お馴染みになったメンバー、レンヤ、ヒマリ、ソウジ、シンラ、アキラが集まっている時のことだった。トウガもたまに集まりに顔を出すが、彼は基本的になにやら忙しいようで、たまに顔を出す程度だ。唐突な言葉にレンヤは、


「どうだろう、って……」


 と戸惑う。


「こんな時にっすか?」

「こんな時だからこそだろう?」


 迫る《戦儀》。確かにこれまで、互いの結束を高めるというような意味でも――これは明確には口にしなかったが、もしものことがあるかもしれない、そうなってしまったら……ということで、精一杯今できることを楽しもうという意識が、レンヤ達にはあった。

 みんなどこかで、漠然と怯えている。

 《戦儀》がなくたって、《樹魔》との戦いで命を落とすかもしれない。

 《魔術師》とは、そういう存在なのだ。

 アキラは、その辺りの言葉にしにくい部分を、間接的にとはいえ口にしていた。

 死んでしまうかもしれない。

 だからこそ、楽しめることは楽しんでおこう。


「いいじゃないか、どうせレンヤくんがみんなを守ってくれるんだろう?」

「……まあそうっすけど。………………そうっすね」


「おい、どこを見て言っているんだ?」


 レンヤの視線が僅かに下方へ。

 アキラ、ヒマリの胸元を見て頷き、その後シンラの胸元を見て、ため息をついた後に、ソウジと顔を見合わせて肩をすくめた。
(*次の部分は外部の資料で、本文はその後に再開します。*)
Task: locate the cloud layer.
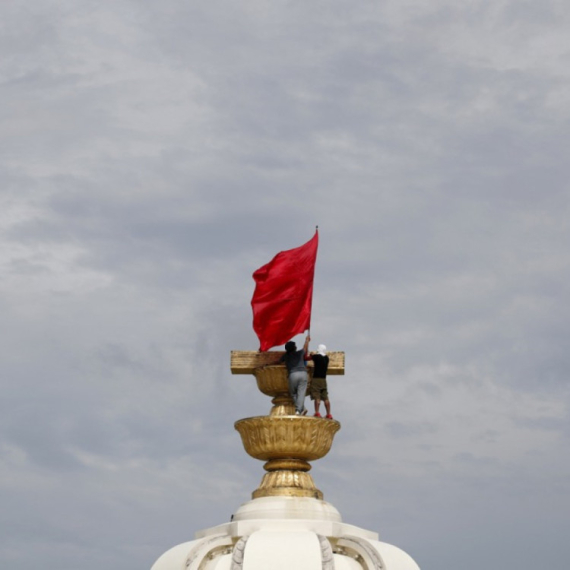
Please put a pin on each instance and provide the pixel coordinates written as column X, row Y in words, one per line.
column 155, row 154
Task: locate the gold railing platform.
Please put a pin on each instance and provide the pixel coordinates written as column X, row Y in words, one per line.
column 246, row 361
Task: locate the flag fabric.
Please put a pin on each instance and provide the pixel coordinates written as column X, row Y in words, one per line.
column 283, row 295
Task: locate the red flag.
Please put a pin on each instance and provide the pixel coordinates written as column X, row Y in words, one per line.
column 283, row 295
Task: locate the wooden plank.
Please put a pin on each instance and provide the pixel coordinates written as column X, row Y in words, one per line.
column 246, row 361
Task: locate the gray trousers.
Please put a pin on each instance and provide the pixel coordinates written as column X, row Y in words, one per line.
column 298, row 388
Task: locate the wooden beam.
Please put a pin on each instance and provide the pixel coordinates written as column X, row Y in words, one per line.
column 246, row 361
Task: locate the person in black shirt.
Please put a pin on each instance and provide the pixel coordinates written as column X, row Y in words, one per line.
column 318, row 388
column 295, row 360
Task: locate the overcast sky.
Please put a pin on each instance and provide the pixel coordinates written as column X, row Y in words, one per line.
column 154, row 154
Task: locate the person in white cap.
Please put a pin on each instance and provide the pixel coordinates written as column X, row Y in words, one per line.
column 318, row 390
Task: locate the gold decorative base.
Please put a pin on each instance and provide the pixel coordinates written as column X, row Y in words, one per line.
column 286, row 442
column 287, row 484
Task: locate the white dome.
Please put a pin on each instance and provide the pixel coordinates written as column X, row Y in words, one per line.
column 285, row 533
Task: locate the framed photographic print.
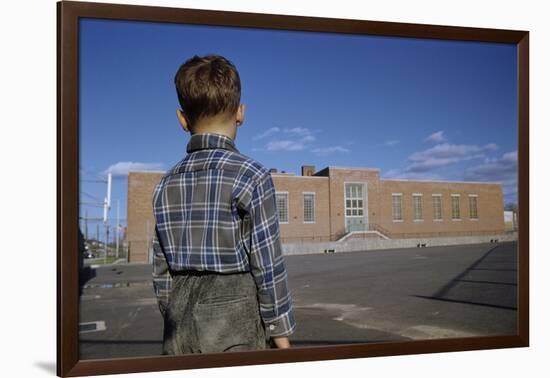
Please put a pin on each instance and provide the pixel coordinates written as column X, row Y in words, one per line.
column 396, row 163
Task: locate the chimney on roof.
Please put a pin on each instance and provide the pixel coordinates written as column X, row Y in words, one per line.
column 308, row 170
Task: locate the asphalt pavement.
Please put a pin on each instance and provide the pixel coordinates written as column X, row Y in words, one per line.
column 340, row 298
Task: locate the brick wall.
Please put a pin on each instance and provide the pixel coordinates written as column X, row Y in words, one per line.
column 329, row 188
column 141, row 221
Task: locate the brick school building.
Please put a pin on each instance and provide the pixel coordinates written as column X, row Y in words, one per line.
column 341, row 202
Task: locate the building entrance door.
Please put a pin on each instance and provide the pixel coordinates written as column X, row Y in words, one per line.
column 356, row 211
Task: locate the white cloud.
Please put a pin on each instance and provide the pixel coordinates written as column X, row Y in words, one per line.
column 122, row 168
column 503, row 170
column 285, row 145
column 436, row 137
column 266, row 133
column 286, row 139
column 329, row 150
column 446, row 154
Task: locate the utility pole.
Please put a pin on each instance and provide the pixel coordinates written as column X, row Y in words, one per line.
column 106, row 207
column 117, row 225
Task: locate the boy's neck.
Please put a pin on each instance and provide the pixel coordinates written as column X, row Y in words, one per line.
column 216, row 127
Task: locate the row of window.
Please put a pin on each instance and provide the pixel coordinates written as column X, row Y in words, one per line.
column 437, row 214
column 354, row 205
column 309, row 207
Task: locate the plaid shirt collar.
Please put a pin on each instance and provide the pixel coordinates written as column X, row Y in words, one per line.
column 210, row 140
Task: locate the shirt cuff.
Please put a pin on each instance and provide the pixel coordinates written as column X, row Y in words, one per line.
column 284, row 325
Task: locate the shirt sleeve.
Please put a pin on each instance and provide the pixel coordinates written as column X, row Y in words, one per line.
column 162, row 278
column 267, row 263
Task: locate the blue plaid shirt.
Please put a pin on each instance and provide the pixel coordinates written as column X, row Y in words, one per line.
column 215, row 210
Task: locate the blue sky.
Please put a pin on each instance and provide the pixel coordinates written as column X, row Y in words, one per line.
column 415, row 108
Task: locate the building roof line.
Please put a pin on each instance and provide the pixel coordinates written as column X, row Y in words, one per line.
column 294, row 176
column 353, row 168
column 444, row 181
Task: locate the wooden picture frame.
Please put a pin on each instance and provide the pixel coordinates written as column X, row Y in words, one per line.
column 69, row 13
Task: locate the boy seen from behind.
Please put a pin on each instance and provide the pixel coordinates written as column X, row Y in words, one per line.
column 218, row 270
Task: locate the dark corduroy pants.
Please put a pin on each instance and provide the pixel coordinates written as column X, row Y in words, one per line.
column 211, row 312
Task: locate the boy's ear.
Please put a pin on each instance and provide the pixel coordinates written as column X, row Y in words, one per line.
column 182, row 120
column 240, row 114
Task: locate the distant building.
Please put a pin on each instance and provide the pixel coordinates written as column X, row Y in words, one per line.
column 338, row 202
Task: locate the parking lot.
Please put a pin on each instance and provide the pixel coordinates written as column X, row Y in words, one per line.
column 341, row 298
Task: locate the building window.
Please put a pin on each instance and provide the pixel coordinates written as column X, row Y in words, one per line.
column 455, row 201
column 396, row 207
column 354, row 200
column 282, row 207
column 436, row 201
column 417, row 206
column 473, row 206
column 309, row 207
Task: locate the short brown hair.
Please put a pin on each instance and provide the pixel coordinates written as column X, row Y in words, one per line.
column 207, row 86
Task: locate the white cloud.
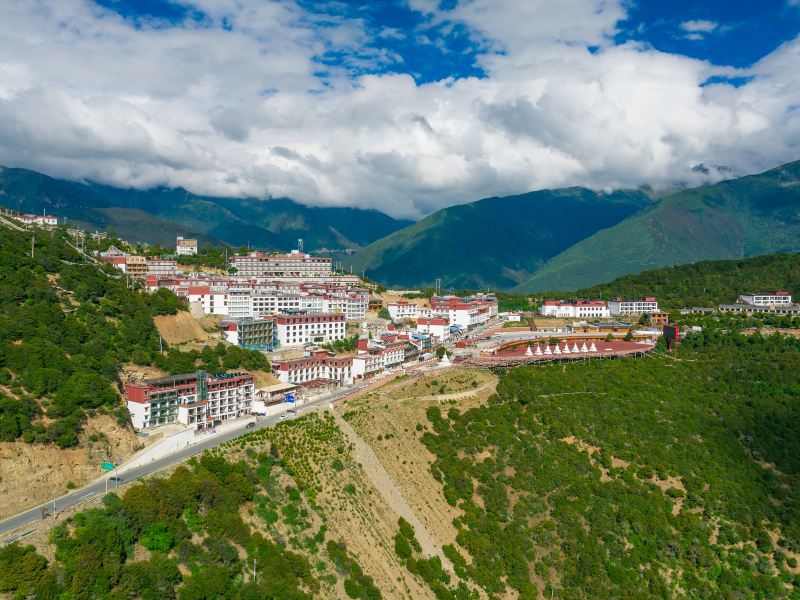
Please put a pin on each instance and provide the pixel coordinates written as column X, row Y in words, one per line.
column 235, row 104
column 699, row 26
「失礼! し! つ! れ! い! なんだかわからないけどすっっっっっっっっごく失礼だった気がする!」


 ぴょんぴょん跳ねてぎゃーぎゃー抗議するシンラをスルーしつつ、レンヤは考える。

 海にいけば、ヒマリやアキラの水着が見られる。

 それが全てな気がした。


「行きましょうか、海!」


 ただし、これが最後だからではない。

 またここへ、戻ってくるために。

 みんなが揃ってるここへ、戻ってくるために。



 『ここ』とは何かを、みんなの胸に刻みつけておくため――そんなことのために、今日も明日も全力で楽しんで笑って、その先の時に備えてるのだ。